The United States could see a shortage of between 54,100 and 139,000 physicians, including shortfalls in both primary and specialty care, by 2033, according to new data published by the American Association of Medical Colleges (AAMC).

That total projected shortage includes between 21,400 and 55,200 in primary care, 9,300 and 17,800 in medical specialties, and between 17,100 and 28,700 in surgical specialties. In the “other” medical-specialties category, which includes radiology, pathology and psychiatry, the study’s authors estimate a total shortage of between 17,100 and 41,900 physicians in total.

The sixth annual study, The Complexities of Physician Supply and Demand: Projections from 2018-2033, was conducted prior to the rise of COVID-19 for the AAMC by the life science division of IHS Markit, a global information company. This analysis was conducted in 2019.

Prior to the COVID-19 pandemic, physician shortages were already being felt by American consumers, according to another AAMC study. In that public opinion research, which was conducted in September 2019 by Public Opinion Strategies for the AAMC, 35 percent of respondents said they had trouble finding a doctor in the past two or three years. This is a 10-point jump from when the question was asked in 2015.

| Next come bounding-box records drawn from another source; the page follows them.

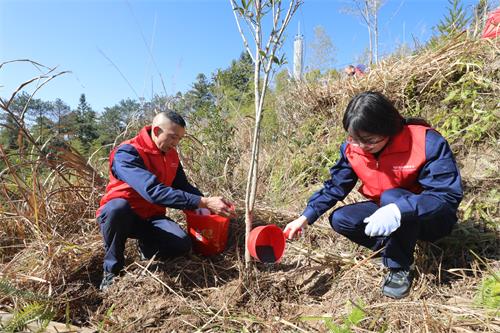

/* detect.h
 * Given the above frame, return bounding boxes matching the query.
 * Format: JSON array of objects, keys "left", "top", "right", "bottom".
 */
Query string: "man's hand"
[
  {"left": 363, "top": 204, "right": 401, "bottom": 237},
  {"left": 283, "top": 215, "right": 307, "bottom": 239},
  {"left": 198, "top": 197, "right": 235, "bottom": 217}
]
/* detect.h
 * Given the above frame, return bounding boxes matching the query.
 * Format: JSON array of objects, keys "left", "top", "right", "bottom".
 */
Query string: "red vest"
[
  {"left": 345, "top": 125, "right": 429, "bottom": 203},
  {"left": 96, "top": 126, "right": 179, "bottom": 219}
]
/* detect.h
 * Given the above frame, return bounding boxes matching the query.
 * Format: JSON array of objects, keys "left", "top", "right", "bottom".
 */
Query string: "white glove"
[
  {"left": 196, "top": 208, "right": 212, "bottom": 215},
  {"left": 363, "top": 204, "right": 401, "bottom": 237}
]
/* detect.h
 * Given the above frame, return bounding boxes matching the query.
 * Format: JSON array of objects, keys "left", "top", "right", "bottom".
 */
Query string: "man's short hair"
[{"left": 160, "top": 110, "right": 186, "bottom": 128}]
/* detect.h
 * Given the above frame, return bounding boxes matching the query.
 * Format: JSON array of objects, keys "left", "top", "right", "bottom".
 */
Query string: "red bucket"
[
  {"left": 247, "top": 224, "right": 286, "bottom": 263},
  {"left": 184, "top": 210, "right": 229, "bottom": 256}
]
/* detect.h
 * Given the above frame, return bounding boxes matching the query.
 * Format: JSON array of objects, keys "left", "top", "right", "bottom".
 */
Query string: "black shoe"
[
  {"left": 382, "top": 268, "right": 413, "bottom": 299},
  {"left": 99, "top": 272, "right": 116, "bottom": 291}
]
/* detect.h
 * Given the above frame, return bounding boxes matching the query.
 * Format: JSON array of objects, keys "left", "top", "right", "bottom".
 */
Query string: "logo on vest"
[{"left": 392, "top": 165, "right": 417, "bottom": 171}]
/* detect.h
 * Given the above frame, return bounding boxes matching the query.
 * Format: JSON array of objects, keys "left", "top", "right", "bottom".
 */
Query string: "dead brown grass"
[{"left": 0, "top": 41, "right": 500, "bottom": 332}]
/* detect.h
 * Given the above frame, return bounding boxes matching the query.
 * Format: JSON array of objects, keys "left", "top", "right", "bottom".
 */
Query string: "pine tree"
[
  {"left": 436, "top": 0, "right": 470, "bottom": 37},
  {"left": 75, "top": 94, "right": 99, "bottom": 154}
]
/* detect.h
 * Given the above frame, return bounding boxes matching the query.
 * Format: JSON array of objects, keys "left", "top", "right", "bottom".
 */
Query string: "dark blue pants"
[
  {"left": 330, "top": 189, "right": 457, "bottom": 269},
  {"left": 98, "top": 199, "right": 191, "bottom": 274}
]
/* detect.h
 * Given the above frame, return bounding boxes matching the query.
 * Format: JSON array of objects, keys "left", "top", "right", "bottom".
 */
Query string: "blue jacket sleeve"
[
  {"left": 111, "top": 145, "right": 201, "bottom": 209},
  {"left": 395, "top": 130, "right": 463, "bottom": 222},
  {"left": 302, "top": 143, "right": 358, "bottom": 225}
]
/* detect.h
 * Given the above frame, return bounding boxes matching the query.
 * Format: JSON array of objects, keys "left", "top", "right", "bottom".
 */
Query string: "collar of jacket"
[{"left": 351, "top": 125, "right": 420, "bottom": 156}]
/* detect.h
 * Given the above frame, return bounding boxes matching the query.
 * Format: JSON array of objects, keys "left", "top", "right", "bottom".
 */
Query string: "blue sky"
[{"left": 0, "top": 0, "right": 476, "bottom": 112}]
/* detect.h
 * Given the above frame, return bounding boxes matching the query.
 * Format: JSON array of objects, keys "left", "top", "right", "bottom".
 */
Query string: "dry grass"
[{"left": 0, "top": 41, "right": 500, "bottom": 332}]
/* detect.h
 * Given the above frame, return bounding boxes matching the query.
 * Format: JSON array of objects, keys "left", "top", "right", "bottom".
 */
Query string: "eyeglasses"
[{"left": 347, "top": 136, "right": 387, "bottom": 146}]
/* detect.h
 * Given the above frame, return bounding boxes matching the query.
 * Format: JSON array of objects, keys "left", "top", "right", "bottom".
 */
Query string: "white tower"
[{"left": 293, "top": 22, "right": 304, "bottom": 81}]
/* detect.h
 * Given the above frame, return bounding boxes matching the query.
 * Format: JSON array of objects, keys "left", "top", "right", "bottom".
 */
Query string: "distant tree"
[
  {"left": 345, "top": 0, "right": 385, "bottom": 65},
  {"left": 436, "top": 0, "right": 470, "bottom": 37},
  {"left": 98, "top": 99, "right": 142, "bottom": 147},
  {"left": 309, "top": 25, "right": 336, "bottom": 73},
  {"left": 213, "top": 52, "right": 254, "bottom": 110},
  {"left": 184, "top": 73, "right": 214, "bottom": 115},
  {"left": 274, "top": 69, "right": 291, "bottom": 95},
  {"left": 471, "top": 0, "right": 491, "bottom": 37},
  {"left": 52, "top": 98, "right": 73, "bottom": 137},
  {"left": 75, "top": 94, "right": 99, "bottom": 154}
]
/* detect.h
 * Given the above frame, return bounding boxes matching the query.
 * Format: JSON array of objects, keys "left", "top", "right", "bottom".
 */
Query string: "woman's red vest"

Other key findings from the current report on physician shortages include:

·        A growing and rapidly aging population will be a primary driver of rising demand for physicians between 2018 and 2033. During this period, the U.S. population is projected to grow by 10.4 percent from about 327 million to 361 million.

·         A large portion of the current physician workforce is nearing traditional retirement age. More than two out of five active physicians will be 65 or older within the next decade.